Although current agreements between Syria and Turkey provide for 500 cubic meters per second, 46 percent of which goes to Iraq, summer flows can be far less. According to Jasim al Asadi, a hydrologist with Nature Iraq, by the time the Euphrates reaches Nasiriyah in Southern Iraq, a minimum of 90 cubic meters per second is required for municipal, industrial, and agricultural use. Sometimes, the flow can be as low as 18 cubic meters per second, so unsurprisingly the marshes are receding rapidly. Before major dam construction in the 1970s, the average flow in the Euphrates was about 720 cubic meters per second. Now it is about 260 as it enters Iraq.

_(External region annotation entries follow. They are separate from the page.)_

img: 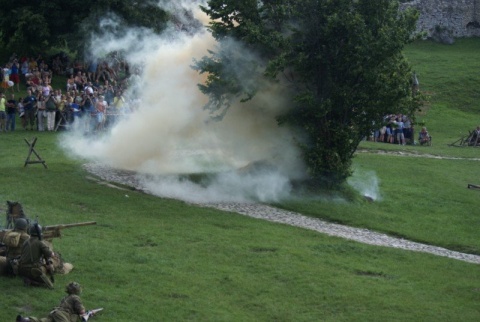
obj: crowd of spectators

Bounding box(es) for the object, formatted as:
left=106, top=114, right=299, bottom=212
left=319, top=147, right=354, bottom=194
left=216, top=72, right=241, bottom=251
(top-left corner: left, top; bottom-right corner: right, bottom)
left=370, top=114, right=431, bottom=145
left=0, top=54, right=138, bottom=133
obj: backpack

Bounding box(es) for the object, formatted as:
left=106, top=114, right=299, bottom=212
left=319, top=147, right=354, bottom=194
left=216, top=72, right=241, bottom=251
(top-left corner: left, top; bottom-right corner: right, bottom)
left=2, top=231, right=21, bottom=247
left=45, top=96, right=57, bottom=111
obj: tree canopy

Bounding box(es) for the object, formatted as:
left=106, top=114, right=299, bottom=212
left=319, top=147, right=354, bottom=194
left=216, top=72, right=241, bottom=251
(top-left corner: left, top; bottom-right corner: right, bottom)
left=194, top=0, right=420, bottom=184
left=0, top=0, right=168, bottom=58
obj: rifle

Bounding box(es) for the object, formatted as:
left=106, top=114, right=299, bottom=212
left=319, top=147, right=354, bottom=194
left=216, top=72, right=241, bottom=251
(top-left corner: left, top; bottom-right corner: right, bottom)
left=81, top=307, right=103, bottom=322
left=42, top=221, right=97, bottom=240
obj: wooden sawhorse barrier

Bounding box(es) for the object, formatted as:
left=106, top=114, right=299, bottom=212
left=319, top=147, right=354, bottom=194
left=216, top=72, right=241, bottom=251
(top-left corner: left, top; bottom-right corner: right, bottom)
left=23, top=137, right=47, bottom=169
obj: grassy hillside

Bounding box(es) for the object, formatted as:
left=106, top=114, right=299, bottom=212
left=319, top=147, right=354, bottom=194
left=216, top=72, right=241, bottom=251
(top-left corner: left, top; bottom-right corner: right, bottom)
left=0, top=39, right=480, bottom=321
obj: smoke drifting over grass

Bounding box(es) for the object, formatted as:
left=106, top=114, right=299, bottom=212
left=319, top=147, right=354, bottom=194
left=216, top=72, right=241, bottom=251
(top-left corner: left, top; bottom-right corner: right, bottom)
left=347, top=169, right=382, bottom=201
left=62, top=1, right=304, bottom=202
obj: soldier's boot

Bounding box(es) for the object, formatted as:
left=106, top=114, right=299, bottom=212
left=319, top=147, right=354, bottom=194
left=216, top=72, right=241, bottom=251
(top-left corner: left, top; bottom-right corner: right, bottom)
left=40, top=274, right=53, bottom=290
left=60, top=263, right=73, bottom=274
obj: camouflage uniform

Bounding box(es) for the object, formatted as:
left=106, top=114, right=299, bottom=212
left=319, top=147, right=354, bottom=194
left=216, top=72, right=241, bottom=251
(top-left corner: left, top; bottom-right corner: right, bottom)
left=17, top=282, right=85, bottom=322
left=18, top=225, right=53, bottom=289
left=0, top=218, right=30, bottom=275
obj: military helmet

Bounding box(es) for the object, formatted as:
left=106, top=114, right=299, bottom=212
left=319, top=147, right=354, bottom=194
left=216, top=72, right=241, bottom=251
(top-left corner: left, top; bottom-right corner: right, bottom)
left=15, top=218, right=28, bottom=230
left=28, top=224, right=42, bottom=237
left=65, top=282, right=82, bottom=295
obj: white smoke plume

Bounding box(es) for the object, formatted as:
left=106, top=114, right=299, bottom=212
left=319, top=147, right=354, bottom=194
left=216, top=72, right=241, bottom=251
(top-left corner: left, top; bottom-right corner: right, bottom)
left=347, top=168, right=382, bottom=201
left=62, top=1, right=304, bottom=202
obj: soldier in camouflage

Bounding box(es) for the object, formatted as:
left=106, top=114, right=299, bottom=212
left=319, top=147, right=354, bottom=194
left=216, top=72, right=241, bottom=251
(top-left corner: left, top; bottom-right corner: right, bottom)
left=0, top=218, right=30, bottom=276
left=18, top=224, right=54, bottom=289
left=16, top=282, right=86, bottom=322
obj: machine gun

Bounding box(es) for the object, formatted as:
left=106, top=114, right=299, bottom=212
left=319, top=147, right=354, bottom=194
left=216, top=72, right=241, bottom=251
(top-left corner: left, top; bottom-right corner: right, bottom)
left=42, top=221, right=97, bottom=241
left=81, top=307, right=103, bottom=321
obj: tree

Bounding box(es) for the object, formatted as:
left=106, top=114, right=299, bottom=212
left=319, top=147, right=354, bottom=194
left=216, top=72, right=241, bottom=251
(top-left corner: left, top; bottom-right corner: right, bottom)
left=0, top=0, right=168, bottom=55
left=194, top=0, right=420, bottom=184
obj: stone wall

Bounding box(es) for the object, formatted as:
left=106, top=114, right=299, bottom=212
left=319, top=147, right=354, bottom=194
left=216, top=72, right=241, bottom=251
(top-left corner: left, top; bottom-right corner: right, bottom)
left=401, top=0, right=480, bottom=38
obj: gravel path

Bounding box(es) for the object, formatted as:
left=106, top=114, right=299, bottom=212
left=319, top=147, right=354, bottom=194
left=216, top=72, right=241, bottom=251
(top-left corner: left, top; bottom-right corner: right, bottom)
left=84, top=163, right=480, bottom=264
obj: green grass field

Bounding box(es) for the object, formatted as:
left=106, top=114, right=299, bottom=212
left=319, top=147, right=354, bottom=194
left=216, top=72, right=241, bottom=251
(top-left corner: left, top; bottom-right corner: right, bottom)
left=0, top=39, right=480, bottom=321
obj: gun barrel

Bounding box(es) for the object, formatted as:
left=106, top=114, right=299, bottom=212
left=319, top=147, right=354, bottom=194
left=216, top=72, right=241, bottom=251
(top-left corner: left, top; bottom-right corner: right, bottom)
left=43, top=221, right=97, bottom=231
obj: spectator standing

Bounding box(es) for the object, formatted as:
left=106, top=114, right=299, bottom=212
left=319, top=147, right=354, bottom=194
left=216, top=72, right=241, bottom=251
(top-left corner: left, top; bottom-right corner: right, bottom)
left=37, top=95, right=47, bottom=132
left=10, top=59, right=20, bottom=92
left=394, top=115, right=405, bottom=145
left=95, top=96, right=107, bottom=131
left=17, top=97, right=27, bottom=129
left=418, top=126, right=430, bottom=145
left=6, top=94, right=17, bottom=132
left=0, top=93, right=7, bottom=132
left=44, top=94, right=57, bottom=132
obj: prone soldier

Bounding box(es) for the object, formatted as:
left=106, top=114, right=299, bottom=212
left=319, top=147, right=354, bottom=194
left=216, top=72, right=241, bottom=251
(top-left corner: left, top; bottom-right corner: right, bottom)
left=16, top=282, right=102, bottom=322
left=0, top=218, right=30, bottom=276
left=18, top=224, right=54, bottom=289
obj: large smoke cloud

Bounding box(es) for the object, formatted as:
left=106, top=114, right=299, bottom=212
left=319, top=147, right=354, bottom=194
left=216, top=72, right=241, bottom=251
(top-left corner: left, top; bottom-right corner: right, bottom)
left=62, top=1, right=304, bottom=202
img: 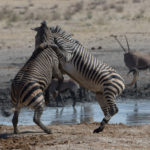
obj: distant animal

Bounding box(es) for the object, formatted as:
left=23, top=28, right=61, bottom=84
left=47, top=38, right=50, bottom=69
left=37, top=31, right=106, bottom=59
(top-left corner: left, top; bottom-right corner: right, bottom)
left=2, top=22, right=63, bottom=134
left=111, top=35, right=150, bottom=88
left=36, top=26, right=125, bottom=133
left=45, top=78, right=79, bottom=107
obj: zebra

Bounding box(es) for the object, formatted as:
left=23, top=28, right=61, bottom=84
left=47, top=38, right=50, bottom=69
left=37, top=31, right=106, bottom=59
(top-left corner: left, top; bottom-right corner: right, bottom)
left=36, top=26, right=125, bottom=133
left=4, top=22, right=63, bottom=134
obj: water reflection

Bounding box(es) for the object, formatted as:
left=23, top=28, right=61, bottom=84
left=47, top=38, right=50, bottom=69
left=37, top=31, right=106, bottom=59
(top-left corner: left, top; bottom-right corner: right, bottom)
left=0, top=100, right=150, bottom=125
left=126, top=101, right=150, bottom=125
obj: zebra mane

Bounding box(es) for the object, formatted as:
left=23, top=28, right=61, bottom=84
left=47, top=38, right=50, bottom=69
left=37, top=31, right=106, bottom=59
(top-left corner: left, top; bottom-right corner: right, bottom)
left=50, top=25, right=81, bottom=45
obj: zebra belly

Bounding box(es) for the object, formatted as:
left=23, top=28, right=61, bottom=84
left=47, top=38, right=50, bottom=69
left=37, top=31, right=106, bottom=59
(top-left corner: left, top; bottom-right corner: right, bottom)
left=62, top=63, right=103, bottom=92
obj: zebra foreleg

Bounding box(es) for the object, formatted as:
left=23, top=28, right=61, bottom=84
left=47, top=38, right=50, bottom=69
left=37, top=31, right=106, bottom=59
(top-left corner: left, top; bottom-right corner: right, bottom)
left=12, top=110, right=20, bottom=134
left=33, top=106, right=52, bottom=134
left=93, top=93, right=111, bottom=133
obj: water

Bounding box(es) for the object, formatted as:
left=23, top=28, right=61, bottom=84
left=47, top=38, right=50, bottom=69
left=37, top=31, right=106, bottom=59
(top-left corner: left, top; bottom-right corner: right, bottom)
left=0, top=99, right=150, bottom=125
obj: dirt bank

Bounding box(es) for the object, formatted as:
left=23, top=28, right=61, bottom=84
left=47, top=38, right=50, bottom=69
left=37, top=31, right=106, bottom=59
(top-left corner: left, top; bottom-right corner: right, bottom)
left=0, top=123, right=150, bottom=150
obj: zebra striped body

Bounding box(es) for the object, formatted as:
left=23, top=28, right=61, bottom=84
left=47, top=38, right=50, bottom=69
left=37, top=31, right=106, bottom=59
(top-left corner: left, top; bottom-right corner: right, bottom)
left=11, top=22, right=63, bottom=133
left=48, top=27, right=125, bottom=133
left=11, top=49, right=57, bottom=109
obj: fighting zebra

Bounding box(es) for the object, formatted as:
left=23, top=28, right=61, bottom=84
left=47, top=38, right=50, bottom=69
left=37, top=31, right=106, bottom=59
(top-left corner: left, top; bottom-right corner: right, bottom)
left=3, top=22, right=63, bottom=134
left=36, top=26, right=125, bottom=133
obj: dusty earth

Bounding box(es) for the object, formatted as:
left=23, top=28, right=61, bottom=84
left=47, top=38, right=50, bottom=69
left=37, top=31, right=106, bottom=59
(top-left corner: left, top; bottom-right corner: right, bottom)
left=0, top=123, right=150, bottom=150
left=0, top=0, right=150, bottom=150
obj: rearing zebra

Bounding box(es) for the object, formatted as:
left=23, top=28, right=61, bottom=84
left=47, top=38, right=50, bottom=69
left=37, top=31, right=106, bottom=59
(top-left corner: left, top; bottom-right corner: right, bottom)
left=3, top=22, right=63, bottom=133
left=47, top=27, right=125, bottom=133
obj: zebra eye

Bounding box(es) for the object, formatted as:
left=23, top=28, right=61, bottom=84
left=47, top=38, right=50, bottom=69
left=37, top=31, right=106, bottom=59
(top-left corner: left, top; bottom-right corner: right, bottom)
left=31, top=27, right=40, bottom=32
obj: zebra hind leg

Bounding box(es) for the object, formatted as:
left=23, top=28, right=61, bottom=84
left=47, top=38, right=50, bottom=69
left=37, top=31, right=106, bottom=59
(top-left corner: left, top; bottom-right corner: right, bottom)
left=93, top=93, right=118, bottom=133
left=33, top=106, right=52, bottom=134
left=12, top=110, right=20, bottom=134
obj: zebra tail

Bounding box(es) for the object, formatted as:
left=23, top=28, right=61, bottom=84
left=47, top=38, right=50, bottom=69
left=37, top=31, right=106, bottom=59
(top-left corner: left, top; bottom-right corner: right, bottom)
left=1, top=107, right=15, bottom=117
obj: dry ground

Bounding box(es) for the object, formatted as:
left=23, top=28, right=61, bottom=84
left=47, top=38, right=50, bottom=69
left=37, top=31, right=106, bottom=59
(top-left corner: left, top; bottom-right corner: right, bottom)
left=0, top=0, right=150, bottom=150
left=0, top=123, right=150, bottom=150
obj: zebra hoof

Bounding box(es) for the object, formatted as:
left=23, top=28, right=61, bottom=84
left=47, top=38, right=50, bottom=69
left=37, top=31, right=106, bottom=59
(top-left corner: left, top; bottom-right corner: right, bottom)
left=45, top=129, right=52, bottom=134
left=93, top=127, right=104, bottom=133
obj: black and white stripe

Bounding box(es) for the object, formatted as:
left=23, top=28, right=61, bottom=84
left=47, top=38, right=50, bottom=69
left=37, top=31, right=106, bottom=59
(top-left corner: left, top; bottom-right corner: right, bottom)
left=11, top=23, right=62, bottom=133
left=51, top=27, right=125, bottom=132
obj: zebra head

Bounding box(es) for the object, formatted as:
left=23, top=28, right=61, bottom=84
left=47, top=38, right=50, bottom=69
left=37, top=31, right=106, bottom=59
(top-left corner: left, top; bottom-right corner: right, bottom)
left=32, top=21, right=53, bottom=48
left=50, top=25, right=81, bottom=62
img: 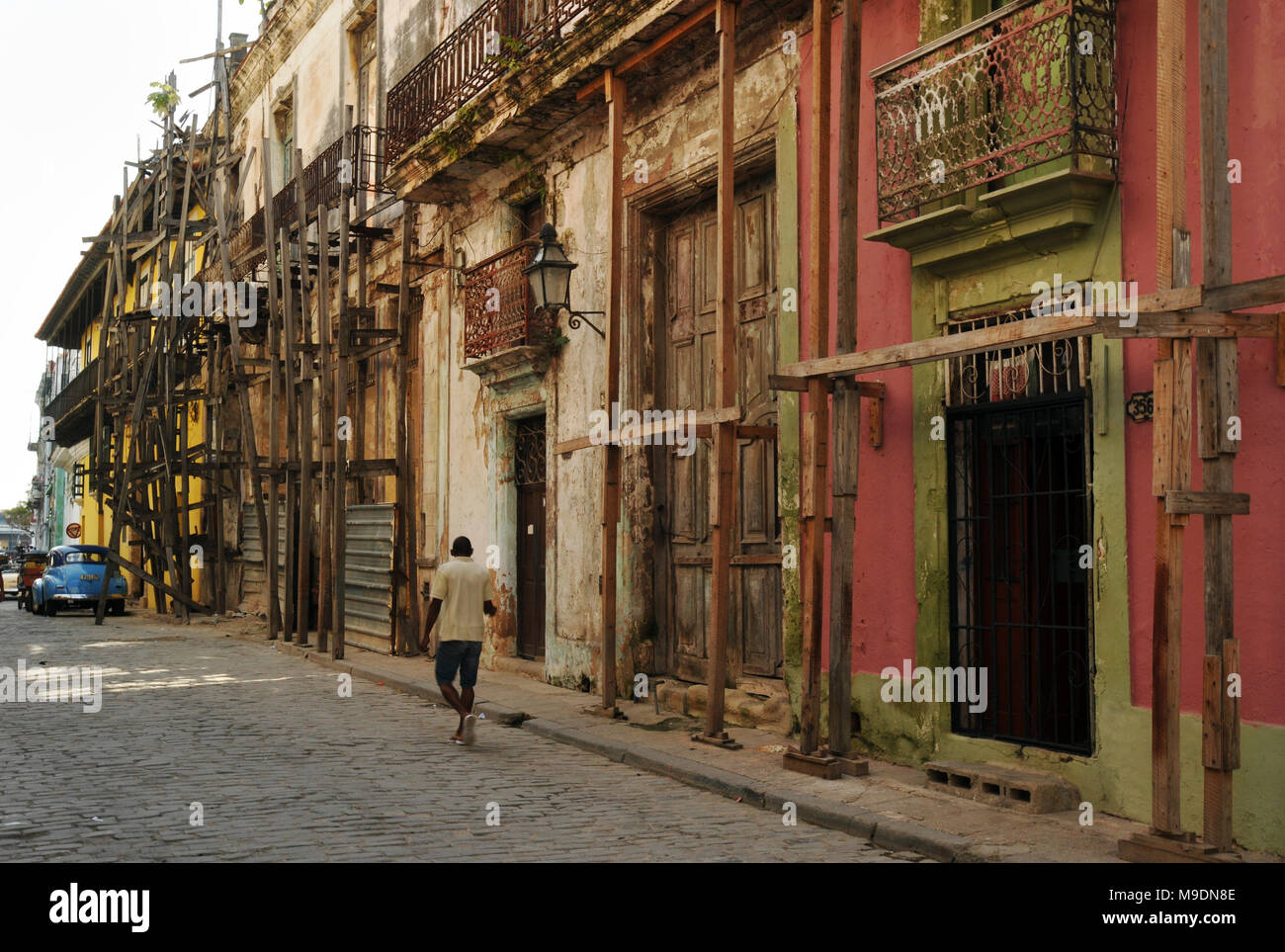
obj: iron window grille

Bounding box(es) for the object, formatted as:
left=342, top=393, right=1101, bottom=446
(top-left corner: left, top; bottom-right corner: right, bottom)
left=946, top=303, right=1093, bottom=754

Nearly two-third of the waterflow Iraq used to get is gone. There is no way to replace it. Moreover what little water is currently still flowing may soon be gone too:

Turkish dams, of which there are over 140, have far more storage capacity than those downstream. And when the new Turkish dam projects are completed in the next few years, as much as 1.2 million additional hectares inside Turkey will be irrigated—an eightfold increase from today.

Given Turkey’s relatively better water health, it might be reasonable to think that it would stop building dams at the expense of its downstream neighbors. Instead, it has done the opposite, planning to complete 1,700 new dams and weirs within its borders.

Missing in the Foreign Affairs piece is another Turkish project which diverts even more water away from its southern neighbors. In 1974 Turkey invaded and since occupied the north of Cyprus. The occupied parts  of the island were ethnically cleansed of Greek people and as many as 150,000 Turks were transferred from Turkey and settled on their land.

Turkey has now built a pipeline to provide water from onshore Turkey to the Turkish occupied part of the island:

A recently completed pipeline crossing beneath the Mediterranean will carry 75 million cubic meters of fresh water annually from Turkey to the northern i.e. Turkish part of the divided island of Cyprus.

The water coming through the pipelines will make the Turkish Cypriots, who already count on subsidies from Ankara for their economic survival, even more dependent on Turkey. One scenario is, therefore, that being more closely bound to the mainland, Turkish Cypriots will have less freedom when negotiating reunification with their Greek Cypriot compatriots, which will make it difficult to reach a solution.

Another Turkish project, on, off and on again over the years, are plans to lay water and gas pipelines to Israel. Israel hopes to deliver gas to Turkey and Turkey would provide water to Israel. Water that would additionally be missed in Syria and Iraq.

We need a global solution process, with enforcement instruments, to regulate natural waterflows that cross borders. The alternative is a serious of widening wars between those countries who extensively use water in their own land while downstream countries dry up.

The Turkey, Syria, Iraq situation is not the only active water war. Pakistan and India are fighting over India occupied Kashmir which holds the headwaters of the Indus river system. The Indus is Pakistan’s sole water lifeline and India has used its control over Kashmir to pressure Pakistan. The next war between India and Pakistan might be just a drought away and such a war could go nuclear.

Another water war is looming between Uzbekistan and Tajikistan. Ethiopia is building a mega-dam on the Nile which threatens Egypt’s main water supply. It is doubtful that Egypt will allow the dam to be finished. All these cases have already or will lead to wars between countries and/or civil wars over (the lack of) water.

The flow of water between countries is one of the few issue that need global governance. A rule book and a global judicial body which provides that all people along a water stream shall benefit from it. Mega-projects like the GAP in Turkey should be tested in front of such a court and its binding rulings should be backed by significant coercive powers.

The alternative not only may but will be intense wars over access to water.